From mboxrd@z Thu Jan  1 00:00:00 1970
Return-Path: <linux-kernel-owner@vger.kernel.org>
Received: (majordomo@vger.kernel.org) by vger.kernel.org via listexpand
	id S1755215Ab3BFOwK (ORCPT <rfc822;w@1wt.eu>);
	Wed, 6 Feb 2013 09:52:10 -0500
Received: from shutemov.name ([204.155.152.216]:37802 "EHLO shutemov.name"
	rhost-flags-OK-OK-OK-OK) by vger.kernel.org with ESMTP
	id S1751294Ab3BFOwG (ORCPT <rfc822;linux-kernel@vger.kernel.org>);
	Wed, 6 Feb 2013 09:52:06 -0500
Date: Wed, 6 Feb 2013 16:53:55 +0200
From: "Kirill A. Shutemov" <kirill@shutemov.name>
To: Li Zefan <lizefan@huawei.com>
Cc: Tejun Heo <tj@kernel.org>, LKML <linux-kernel@vger.kernel.org>,
        Cgroups <cgroups@vger.kernel.org>,
        Davide Libenzi <davidel@xmailserver.org>,
        Aaron Durbin <adurbin@google.com>, Greg Thelen <gthelen@google.com>
Subject: Re: [PATCH 1/4] eventfd: introduce eventfd_signal_hangup()
Message-ID: <20130206145355.GA27191@shutemov.name>
References: <510CB733.2080904@huawei.com>
 <510CB744.7000300@huawei.com>
 <20130202155858.GA13022@shutemov.name>
 <20130204101521.GA18322@shutemov.name>
 <51107F42.1090401@huawei.com>
 <20130205082820.GA22220@shutemov.name>
 <5111B664.5050606@huawei.com>
MIME-Version: 1.0
Content-Type: text/plain; charset=us-ascii
Content-Disposition: inline
In-Reply-To: <5111B664.5050606@huawei.com>
User-Agent: Mutt/1.5.21 (2010-09-15)
Sender: linux-kernel-owner@vger.kernel.org
List-ID: <linux-kernel.vger.kernel.org>
X-Mailing-List: linux-kernel@vger.kernel.org

On Wed, Feb 06, 2013 at 09:48:20AM +0800, Li Zefan wrote:
> On 2013/2/5 16:28, Kirill A. Shutemov wrote:
> > On Tue, Feb 05, 2013 at 11:40:50AM +0800, Li Zefan wrote:
> >> On 2013/2/4 18:15, Kirill A. Shutemov wrote:
> >>> On Sat, Feb 02, 2013 at 05:58:58PM +0200, Kirill A. Shutemov wrote:
> >>>> On Sat, Feb 02, 2013 at 02:50:44PM +0800, Li Zefan wrote:
> >>>>> When an eventfd is closed, a wakeup with POLLHUP will be issued,
> >>>>> but cgroup wants to issue wakeup explicitly, so when a cgroup is
> >>>>> removed userspace can be notified.
> >>>>>
> >>>>> Signed-off-by: Li Zefan <lizefan@huawei.com>
> >>>
> >>> Hm.. Looks like it will break eventfd semantics:
> >>>
> >>> 1. One eventfd can be used for deliver more then one notification from
> >>> one or more cgroups.

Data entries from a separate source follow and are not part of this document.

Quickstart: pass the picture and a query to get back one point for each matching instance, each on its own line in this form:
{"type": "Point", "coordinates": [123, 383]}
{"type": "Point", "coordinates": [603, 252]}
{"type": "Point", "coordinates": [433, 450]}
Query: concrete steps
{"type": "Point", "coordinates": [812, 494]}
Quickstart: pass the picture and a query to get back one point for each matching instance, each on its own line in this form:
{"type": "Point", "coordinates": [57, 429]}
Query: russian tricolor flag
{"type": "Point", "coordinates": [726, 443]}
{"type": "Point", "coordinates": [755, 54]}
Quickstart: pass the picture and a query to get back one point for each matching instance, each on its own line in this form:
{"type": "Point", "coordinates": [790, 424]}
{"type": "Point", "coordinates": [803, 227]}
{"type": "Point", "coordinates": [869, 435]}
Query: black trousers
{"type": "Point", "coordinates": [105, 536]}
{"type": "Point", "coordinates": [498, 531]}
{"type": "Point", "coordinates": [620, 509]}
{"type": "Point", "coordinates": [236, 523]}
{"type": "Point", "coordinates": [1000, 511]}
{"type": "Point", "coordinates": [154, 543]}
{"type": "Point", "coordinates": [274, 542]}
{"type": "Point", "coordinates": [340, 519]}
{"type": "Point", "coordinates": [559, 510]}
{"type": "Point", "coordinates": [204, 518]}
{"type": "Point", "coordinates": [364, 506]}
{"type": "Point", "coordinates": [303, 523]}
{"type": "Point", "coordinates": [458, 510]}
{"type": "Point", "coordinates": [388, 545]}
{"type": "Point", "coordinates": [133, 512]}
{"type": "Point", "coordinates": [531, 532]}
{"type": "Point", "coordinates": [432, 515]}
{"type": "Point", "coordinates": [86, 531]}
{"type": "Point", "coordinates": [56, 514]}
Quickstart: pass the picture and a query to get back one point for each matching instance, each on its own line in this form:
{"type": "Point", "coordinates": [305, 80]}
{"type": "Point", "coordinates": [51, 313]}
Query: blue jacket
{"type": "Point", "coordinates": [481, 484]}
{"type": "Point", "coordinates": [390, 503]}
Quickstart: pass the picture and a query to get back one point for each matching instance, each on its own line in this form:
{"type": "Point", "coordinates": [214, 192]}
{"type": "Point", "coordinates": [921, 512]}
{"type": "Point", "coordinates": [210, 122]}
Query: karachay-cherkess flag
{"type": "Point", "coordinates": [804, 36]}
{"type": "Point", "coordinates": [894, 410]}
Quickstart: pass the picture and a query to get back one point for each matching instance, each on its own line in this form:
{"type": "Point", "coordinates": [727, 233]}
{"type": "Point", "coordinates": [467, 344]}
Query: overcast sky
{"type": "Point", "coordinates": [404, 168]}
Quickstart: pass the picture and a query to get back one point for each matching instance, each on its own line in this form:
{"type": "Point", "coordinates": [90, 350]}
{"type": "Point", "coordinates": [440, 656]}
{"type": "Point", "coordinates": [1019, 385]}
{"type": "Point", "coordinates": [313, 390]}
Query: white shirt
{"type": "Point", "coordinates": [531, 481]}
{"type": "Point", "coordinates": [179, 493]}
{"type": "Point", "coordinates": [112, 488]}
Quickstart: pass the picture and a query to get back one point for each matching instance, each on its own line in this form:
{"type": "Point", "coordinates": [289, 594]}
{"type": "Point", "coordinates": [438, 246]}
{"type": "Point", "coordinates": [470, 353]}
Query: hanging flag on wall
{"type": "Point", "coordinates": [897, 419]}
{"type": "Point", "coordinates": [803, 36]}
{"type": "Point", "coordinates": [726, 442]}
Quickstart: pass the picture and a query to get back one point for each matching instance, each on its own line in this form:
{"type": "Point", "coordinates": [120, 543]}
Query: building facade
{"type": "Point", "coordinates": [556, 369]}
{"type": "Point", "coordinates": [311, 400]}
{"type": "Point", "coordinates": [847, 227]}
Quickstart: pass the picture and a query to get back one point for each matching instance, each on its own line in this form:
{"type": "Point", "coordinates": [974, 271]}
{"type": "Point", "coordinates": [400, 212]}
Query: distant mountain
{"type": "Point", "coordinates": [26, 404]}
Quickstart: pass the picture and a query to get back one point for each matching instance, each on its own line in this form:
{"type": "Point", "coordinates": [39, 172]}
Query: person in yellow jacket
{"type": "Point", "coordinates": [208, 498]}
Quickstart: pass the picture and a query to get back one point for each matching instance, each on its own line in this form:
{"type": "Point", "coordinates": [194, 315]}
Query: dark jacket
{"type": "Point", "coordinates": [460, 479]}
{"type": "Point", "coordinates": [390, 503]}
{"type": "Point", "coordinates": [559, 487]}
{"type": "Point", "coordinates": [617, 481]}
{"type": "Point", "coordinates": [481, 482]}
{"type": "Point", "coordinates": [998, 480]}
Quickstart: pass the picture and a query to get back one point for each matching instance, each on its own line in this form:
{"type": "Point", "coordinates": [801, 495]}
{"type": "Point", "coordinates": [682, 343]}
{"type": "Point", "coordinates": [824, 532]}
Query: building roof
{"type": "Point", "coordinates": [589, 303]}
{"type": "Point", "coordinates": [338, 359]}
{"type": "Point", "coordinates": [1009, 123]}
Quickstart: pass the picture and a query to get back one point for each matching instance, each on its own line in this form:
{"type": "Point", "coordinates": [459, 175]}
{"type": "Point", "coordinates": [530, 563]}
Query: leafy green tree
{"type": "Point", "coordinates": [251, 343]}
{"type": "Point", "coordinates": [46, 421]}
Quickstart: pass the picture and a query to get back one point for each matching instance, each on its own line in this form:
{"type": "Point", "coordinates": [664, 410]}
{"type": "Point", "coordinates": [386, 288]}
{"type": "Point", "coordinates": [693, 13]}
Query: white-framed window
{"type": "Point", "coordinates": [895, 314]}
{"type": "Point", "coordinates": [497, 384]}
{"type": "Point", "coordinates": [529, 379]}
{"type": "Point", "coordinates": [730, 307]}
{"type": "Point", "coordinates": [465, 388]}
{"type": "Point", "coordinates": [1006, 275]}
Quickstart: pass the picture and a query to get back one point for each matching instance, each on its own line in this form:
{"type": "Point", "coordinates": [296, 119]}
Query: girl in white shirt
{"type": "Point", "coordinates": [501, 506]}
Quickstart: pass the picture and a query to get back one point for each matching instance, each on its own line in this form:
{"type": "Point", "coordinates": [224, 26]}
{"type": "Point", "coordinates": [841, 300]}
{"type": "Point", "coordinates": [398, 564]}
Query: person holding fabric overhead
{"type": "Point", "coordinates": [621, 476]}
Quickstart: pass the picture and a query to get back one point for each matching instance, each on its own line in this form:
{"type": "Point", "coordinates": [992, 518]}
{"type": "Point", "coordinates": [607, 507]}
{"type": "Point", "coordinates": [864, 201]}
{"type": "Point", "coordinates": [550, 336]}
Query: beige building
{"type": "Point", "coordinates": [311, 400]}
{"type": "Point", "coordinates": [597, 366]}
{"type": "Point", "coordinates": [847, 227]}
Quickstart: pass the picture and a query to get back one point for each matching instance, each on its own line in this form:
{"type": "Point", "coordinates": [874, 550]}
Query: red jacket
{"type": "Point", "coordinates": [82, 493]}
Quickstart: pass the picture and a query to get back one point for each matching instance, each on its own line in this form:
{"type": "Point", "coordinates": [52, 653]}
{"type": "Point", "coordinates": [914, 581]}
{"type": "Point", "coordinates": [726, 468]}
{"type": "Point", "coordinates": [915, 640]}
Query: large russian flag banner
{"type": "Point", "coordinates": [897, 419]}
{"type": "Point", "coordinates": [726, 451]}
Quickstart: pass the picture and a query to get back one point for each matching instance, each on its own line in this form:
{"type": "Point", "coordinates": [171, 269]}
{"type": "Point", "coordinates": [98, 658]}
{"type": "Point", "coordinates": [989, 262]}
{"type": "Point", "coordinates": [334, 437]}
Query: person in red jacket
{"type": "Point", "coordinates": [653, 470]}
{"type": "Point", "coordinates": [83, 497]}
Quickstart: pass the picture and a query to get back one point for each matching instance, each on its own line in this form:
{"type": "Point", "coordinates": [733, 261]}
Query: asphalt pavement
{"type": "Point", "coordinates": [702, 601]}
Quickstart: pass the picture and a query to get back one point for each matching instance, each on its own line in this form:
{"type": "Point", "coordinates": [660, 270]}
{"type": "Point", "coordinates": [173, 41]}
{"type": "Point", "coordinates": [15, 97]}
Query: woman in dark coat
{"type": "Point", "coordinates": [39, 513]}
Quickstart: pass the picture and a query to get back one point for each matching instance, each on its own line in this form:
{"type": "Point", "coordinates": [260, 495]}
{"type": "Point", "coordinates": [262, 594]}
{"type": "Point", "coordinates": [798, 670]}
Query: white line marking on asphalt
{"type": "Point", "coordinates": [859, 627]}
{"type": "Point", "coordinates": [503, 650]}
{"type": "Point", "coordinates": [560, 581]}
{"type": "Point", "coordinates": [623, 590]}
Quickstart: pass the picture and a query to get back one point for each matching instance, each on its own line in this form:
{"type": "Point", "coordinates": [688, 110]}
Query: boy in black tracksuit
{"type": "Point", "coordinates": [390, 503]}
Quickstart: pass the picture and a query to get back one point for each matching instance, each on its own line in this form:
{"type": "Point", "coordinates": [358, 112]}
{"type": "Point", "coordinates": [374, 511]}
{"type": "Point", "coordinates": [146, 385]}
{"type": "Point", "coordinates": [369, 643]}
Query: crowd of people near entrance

POLLHUP on removing one of cgroups is not valid.
> >>>
> >>> 2. It's valid to have eventfd opened only by one userspace application. We
> >>> should not close it, just because cgroup is removed.
> >>>
> >>> I think problem with multiple threads waiting an event on eventfd should
> >>> be handled in userspace.
> >>>
> >>
> >> I didn't realize this.. and if a cgroup is removed, the woken thread may not
> >> be the thread that is waiting on this cgroup.
> > 
> > Why? The only threads who read() or poll() the eventfd will be wake up,
> > won't they? Do you have a code sample to demonstrate the issue?
> > 
> 
> All the threads will be woken up, but one of them will consume the event counter,
> and then all other threads will keep waiting.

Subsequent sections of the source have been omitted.